I'm using OpenCV to extract a subimage of a scanned document and would like to use tesseract to perform OCR over this subimage.
I found out that I can use two methods for text recognition in tesseract, but so far I wasn't able to find a working solution.
A.) How can I convert a cv::Mat
into a PIX*
?
(PIX* is a datatype of leptonica)
Based on vasiles code below, this is essentially my current code:
cv::Mat image = cv::imread("c:/image.png");
cv::Mat subImage = image(cv::Rect(50, 200, 300, 100));
int depth;
if(subImage.depth() == CV_8U)
depth = 8;
//other cases not considered yet
PIX* pix = pixCreateHeader(subImage.size().width, subImage.size().height, depth);
pix->data = (l_uint32*) subImage.data;
tesseract::TessBaseAPI tess;
STRING text;
if(tess.ProcessPage(pix, 0, 0, &text))
{
std::cout << text.string();
}
While it doesn't crash or anything, the OCR result still is wrong. It should recognize one word of my sample image, but instead it returns some non-readable characters.
The method PIX_HEADER
doesn't exist, so I used pixCreateHeader
, but it doesn't take the number of channels as an argument.

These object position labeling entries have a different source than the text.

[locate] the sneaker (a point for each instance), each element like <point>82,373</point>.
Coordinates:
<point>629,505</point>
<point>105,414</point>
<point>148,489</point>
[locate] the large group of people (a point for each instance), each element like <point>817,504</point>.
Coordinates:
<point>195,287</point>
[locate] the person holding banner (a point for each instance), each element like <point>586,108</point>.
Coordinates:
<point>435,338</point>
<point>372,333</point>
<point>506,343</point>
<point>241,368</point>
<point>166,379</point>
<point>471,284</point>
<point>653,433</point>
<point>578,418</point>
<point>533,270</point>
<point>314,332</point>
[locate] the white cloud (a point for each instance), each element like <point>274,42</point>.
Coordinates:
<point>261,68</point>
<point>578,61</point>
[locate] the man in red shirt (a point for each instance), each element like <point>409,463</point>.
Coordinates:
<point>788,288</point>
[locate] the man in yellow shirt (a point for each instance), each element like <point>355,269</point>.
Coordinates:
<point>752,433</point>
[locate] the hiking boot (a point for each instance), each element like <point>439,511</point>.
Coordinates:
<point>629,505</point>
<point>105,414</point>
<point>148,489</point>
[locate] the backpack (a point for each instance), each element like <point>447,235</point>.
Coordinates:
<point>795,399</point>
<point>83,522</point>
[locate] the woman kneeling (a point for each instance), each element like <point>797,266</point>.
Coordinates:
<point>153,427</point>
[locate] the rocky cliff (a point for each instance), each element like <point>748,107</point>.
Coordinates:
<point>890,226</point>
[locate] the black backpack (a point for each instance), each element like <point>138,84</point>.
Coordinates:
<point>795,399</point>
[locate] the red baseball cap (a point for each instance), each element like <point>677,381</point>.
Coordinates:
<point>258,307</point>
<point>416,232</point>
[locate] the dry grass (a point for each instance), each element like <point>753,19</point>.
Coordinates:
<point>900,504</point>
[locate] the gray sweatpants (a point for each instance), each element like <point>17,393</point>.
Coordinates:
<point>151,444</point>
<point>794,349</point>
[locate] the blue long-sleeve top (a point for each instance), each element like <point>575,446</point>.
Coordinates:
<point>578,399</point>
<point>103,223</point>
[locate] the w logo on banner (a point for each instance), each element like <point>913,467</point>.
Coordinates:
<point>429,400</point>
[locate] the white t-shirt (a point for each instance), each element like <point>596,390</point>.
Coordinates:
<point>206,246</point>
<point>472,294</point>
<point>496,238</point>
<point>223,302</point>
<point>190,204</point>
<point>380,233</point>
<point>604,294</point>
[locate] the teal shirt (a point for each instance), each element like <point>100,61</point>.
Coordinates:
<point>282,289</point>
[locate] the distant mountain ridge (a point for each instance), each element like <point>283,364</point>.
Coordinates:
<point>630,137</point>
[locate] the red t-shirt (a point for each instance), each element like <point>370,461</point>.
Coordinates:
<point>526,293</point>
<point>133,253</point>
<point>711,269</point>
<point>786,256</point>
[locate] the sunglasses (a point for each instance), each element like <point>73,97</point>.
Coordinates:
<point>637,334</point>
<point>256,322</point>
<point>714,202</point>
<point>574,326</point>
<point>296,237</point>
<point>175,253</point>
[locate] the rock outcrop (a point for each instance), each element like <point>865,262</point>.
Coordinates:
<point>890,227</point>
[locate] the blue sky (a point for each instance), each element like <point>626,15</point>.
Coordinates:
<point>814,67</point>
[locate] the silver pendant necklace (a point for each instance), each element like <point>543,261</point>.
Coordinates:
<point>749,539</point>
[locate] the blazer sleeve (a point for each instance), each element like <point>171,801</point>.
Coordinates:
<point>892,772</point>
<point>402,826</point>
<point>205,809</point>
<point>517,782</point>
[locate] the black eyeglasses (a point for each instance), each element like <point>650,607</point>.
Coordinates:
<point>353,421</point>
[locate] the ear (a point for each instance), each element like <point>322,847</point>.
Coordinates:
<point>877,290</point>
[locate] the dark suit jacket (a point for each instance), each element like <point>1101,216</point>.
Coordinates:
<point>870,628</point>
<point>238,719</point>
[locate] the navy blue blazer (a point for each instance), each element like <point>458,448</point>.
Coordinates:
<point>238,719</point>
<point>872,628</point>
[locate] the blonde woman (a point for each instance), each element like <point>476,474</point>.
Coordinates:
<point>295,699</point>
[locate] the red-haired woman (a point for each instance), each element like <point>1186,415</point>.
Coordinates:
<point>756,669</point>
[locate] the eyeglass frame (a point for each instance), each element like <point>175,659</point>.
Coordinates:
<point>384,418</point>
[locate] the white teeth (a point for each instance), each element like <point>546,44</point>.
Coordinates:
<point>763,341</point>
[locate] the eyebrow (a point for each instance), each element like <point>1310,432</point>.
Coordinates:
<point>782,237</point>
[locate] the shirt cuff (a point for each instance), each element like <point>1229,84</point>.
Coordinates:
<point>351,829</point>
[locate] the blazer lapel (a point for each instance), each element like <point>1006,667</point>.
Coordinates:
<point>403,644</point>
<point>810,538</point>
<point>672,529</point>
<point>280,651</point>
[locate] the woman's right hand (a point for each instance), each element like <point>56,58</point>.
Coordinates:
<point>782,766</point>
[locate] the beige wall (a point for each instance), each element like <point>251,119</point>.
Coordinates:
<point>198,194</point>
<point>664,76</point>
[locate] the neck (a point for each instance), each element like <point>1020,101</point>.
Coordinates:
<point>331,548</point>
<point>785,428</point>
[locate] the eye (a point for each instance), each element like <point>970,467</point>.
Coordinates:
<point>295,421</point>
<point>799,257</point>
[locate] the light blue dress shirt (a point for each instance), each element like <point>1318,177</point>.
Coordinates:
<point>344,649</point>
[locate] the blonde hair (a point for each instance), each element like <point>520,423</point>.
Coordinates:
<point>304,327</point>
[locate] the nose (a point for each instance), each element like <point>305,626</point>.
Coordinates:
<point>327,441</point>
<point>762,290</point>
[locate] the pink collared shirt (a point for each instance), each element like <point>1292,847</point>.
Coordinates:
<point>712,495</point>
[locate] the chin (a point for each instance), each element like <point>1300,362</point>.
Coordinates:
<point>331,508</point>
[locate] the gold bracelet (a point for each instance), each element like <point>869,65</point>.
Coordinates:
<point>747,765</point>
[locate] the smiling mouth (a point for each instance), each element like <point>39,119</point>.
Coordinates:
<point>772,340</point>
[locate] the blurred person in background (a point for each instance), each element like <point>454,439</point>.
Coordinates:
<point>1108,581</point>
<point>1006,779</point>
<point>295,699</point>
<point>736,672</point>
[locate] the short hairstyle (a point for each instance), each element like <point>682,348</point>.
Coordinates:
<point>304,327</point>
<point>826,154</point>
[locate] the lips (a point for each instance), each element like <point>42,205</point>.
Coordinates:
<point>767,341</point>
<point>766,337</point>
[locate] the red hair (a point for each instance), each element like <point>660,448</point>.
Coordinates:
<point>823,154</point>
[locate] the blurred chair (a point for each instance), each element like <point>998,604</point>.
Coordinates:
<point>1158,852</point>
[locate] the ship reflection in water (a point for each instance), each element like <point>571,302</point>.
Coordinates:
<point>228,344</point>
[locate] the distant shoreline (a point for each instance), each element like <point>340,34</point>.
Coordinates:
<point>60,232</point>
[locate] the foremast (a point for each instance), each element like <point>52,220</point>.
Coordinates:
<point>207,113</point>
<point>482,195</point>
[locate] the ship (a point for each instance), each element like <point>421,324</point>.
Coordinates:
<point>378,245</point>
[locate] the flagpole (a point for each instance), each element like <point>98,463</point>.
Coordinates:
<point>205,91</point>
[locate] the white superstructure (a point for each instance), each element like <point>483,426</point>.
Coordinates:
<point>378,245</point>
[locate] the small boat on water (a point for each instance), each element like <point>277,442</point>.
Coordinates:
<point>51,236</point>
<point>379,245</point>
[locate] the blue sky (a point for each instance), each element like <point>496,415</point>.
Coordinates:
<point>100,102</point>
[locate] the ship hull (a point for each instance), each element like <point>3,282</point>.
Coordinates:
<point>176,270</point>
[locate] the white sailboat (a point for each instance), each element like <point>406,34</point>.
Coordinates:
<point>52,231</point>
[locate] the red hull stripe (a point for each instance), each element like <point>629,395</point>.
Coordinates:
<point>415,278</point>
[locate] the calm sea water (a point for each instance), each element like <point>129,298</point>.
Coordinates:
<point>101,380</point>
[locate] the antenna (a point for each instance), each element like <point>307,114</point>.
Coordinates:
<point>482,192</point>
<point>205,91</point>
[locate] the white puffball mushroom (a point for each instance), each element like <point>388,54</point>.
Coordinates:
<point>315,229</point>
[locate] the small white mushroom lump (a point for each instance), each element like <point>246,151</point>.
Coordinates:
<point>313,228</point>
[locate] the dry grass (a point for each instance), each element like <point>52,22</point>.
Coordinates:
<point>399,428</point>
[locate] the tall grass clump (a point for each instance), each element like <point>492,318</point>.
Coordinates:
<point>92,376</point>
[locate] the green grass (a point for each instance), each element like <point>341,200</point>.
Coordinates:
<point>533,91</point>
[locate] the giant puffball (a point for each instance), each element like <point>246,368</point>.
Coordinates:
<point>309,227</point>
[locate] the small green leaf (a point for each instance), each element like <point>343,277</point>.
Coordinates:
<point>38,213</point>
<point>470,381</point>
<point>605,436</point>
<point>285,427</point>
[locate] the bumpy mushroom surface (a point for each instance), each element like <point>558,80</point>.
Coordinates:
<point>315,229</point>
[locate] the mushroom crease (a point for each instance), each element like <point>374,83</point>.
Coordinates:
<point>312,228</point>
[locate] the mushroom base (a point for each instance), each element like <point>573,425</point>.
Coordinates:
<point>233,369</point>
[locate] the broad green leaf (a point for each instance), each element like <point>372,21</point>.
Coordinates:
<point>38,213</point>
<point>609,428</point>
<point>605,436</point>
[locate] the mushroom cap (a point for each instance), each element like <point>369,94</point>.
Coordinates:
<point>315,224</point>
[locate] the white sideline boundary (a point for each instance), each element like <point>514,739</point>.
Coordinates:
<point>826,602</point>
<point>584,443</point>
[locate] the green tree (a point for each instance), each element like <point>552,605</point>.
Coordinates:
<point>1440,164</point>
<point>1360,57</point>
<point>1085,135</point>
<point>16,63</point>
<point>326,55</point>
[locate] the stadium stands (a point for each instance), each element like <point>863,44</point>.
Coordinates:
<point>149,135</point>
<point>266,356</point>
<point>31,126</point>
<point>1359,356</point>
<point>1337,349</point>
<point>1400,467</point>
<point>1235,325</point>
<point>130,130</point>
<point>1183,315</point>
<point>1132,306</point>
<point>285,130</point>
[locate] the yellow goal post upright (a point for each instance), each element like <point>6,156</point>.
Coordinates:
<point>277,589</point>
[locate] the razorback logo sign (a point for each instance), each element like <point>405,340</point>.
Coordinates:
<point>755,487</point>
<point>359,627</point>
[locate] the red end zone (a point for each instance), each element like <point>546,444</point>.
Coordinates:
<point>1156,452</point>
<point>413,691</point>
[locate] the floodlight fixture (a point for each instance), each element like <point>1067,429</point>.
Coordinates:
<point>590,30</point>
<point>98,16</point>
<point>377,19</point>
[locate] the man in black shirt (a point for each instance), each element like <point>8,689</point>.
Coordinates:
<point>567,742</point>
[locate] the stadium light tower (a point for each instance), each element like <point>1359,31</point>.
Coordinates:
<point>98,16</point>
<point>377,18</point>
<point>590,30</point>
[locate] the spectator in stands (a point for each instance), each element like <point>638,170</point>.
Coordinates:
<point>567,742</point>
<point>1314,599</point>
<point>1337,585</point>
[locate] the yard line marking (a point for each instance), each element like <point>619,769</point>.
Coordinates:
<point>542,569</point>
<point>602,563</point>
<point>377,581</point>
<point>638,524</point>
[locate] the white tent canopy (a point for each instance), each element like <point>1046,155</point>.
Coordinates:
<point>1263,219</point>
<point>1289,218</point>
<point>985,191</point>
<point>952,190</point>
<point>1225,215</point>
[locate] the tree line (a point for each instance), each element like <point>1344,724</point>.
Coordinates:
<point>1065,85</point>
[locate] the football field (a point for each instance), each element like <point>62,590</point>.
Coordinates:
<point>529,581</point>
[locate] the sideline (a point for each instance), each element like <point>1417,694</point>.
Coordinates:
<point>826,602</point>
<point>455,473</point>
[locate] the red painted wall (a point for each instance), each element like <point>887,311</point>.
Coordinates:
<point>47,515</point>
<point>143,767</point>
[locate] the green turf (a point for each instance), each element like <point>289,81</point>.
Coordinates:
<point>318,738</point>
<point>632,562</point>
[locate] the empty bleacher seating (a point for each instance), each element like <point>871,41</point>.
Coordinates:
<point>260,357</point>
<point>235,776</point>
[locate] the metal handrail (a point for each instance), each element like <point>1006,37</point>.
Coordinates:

So how can I set the number of channels?
B.) How can I use cv::Mat
for TesseractRect()
?
Tesseract offers another method for text recognition with this signature:
char * TessBaseAPI::TesseractRect (
const UINT8 * imagedata,
int bytes_per_pixel,
int bytes_per_line,
int left,
int top,
int width,
int height
)
Currently I am using the following code, but it also returns non-readable characters (although different ones than from the code above.
char* cr = tess.TesseractRect(
subImage.data,
subImage.channels(),
subImage.channels() * subImage.size().width,
0,
0,
subImage.size().width,
subImage.size().height);
tesseract::TessBaseAPI tess;
cv::Mat sub = image(cv::Rect(50, 200, 300, 100));
tess.SetImage((uchar*)sub.data, sub.size().width, sub.size().height, sub.channels(), sub.step1());
tess.Recognize(0);
const char* out = tess.GetUTF8Text();